Le voyage depuis Christchurch a duré pratiquement toute la journée. On est arrivées en fin d’après-midi et, sitôt les retrouvailles et présentations faites, on a dîné et on s’est couchées.
Je me suis endormie avant même d’avoir touché l’oreiller, et me suis réveillée avec le jour qui inondait la pièce à travers les rideaux.
 
Il a fallu encore un ou deux jours pour que je commence à m’y retrouver un peu. Le rythme était encore inopiné et je m’y faisais.
 
Un matin, j’ai emmené les chiens à la rivière. Le ciel était couvert, mais d’un gris clair uni, amical, qui laissait passer la clarté du jour. Le type de lumière qui donne un rendu optimum aux photos de forêt, mais donne un mal de chien au filtre polarisant pour effacer les reflets de l’eau.
La rivière était dans son cours normal, une eau claire et nette qui laissait voir les pierres du fond, et l’endroit où le courant forcissait, entre deux rochers séparés par une faille plus profonde que le reste de son lit. Les chiens nageaient dedans, courant après les bâtons et aboyant devant les cailloux.
J’ai longé un peu la berge, en passant de caillou en caillou. J’écoutais le bruit de la rivière, et le chant intermittent des oiseaux, que je commençais à reconnaître. J’ai regardé le vert des arbres, les couleurs sourdes de leur tronc dans la pénombre touffue du sous-bois.

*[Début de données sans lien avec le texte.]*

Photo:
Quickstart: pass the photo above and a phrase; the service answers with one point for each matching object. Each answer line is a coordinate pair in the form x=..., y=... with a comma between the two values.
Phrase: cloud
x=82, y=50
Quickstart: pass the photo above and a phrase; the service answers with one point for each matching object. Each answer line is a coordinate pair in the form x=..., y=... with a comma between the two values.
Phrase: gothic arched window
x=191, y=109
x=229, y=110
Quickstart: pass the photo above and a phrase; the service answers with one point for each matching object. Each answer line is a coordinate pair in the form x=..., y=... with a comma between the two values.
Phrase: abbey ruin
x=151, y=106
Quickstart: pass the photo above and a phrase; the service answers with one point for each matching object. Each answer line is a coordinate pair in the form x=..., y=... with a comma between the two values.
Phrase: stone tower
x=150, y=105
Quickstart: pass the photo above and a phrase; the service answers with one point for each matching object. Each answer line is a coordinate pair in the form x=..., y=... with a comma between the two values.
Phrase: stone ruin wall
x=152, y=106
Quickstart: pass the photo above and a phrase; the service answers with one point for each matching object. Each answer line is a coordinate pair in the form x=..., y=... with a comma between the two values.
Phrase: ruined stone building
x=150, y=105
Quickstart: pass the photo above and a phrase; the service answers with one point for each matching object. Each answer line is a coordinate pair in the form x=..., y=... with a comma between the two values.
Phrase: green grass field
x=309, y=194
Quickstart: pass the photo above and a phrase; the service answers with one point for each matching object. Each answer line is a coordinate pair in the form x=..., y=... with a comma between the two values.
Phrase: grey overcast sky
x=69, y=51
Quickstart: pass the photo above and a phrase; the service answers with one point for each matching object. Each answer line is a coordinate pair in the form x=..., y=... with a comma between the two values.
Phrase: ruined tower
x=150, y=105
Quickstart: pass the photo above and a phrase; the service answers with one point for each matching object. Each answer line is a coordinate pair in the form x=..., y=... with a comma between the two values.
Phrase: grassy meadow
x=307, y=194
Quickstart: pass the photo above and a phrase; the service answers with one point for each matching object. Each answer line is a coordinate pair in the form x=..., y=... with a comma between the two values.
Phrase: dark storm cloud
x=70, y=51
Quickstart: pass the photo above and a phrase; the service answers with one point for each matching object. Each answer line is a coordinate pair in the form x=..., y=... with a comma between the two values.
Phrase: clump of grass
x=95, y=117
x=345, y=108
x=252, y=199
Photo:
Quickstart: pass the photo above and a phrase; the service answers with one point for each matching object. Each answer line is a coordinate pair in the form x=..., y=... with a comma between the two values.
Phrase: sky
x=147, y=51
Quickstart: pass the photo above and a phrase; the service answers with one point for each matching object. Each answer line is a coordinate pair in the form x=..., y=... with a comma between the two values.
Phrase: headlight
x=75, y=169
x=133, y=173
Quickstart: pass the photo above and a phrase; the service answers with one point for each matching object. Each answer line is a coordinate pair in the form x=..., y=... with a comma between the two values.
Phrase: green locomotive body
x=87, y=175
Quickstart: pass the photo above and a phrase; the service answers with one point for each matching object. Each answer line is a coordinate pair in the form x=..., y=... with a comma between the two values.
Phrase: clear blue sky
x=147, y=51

Il y a eu un moment de calme, comme du bois de flottaison sorti des rapides, qui se retrouve brusquement sur de l’eau lisse, presque étale. Les chiens n’aboyaient plus. On n’entendait que leurs ébrouements de temps en temps, et le bruit des gouttes qui frappaient l’eau. Les oiseaux s’étaient tus. La rivière coulait et le vent soufflait un peu ; c’était tout.
J’ai ouvert grand les yeux, et j’ai respiré plus fortement.

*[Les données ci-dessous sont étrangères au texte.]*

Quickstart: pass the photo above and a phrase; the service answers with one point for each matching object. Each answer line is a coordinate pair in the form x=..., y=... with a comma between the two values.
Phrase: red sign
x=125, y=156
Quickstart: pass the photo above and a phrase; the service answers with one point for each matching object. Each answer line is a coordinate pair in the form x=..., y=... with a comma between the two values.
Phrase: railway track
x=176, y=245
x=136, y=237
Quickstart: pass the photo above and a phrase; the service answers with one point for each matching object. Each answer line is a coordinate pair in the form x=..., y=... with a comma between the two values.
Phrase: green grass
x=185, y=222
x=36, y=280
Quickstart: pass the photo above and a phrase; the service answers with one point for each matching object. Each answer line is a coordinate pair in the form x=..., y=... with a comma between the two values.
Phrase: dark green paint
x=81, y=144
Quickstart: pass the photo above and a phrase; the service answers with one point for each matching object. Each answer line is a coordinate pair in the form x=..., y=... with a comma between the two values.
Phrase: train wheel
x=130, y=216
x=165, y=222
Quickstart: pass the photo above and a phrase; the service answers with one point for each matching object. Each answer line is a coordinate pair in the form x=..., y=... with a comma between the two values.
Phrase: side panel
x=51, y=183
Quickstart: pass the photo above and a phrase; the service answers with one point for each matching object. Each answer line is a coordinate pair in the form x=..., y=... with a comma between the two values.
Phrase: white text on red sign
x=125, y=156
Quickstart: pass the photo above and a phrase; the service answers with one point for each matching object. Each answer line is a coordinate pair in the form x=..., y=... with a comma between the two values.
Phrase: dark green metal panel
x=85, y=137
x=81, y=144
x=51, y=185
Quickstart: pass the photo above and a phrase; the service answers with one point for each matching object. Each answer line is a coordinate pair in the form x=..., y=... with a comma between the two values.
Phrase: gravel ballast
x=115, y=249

Il n’y avait toujours que l’eau, le vent, les arbres. Et les cailloux.
J’ai regardé l’eau courant sur les pierres, les feuilles des arbres bouger dans le vent et les chiens rompre le reflet du ciel dans la rivière. Il ne s’est rien passé de particulier. J’ai attendu encore un moment avant de rappeler les chiens.
Quelque chose s’est allégé de mes épaules. Une sensation de joug qui se rompait, cette facilité à respirer qui revenait.
 
C’est bon d’être revenu de l’autre côté du monde.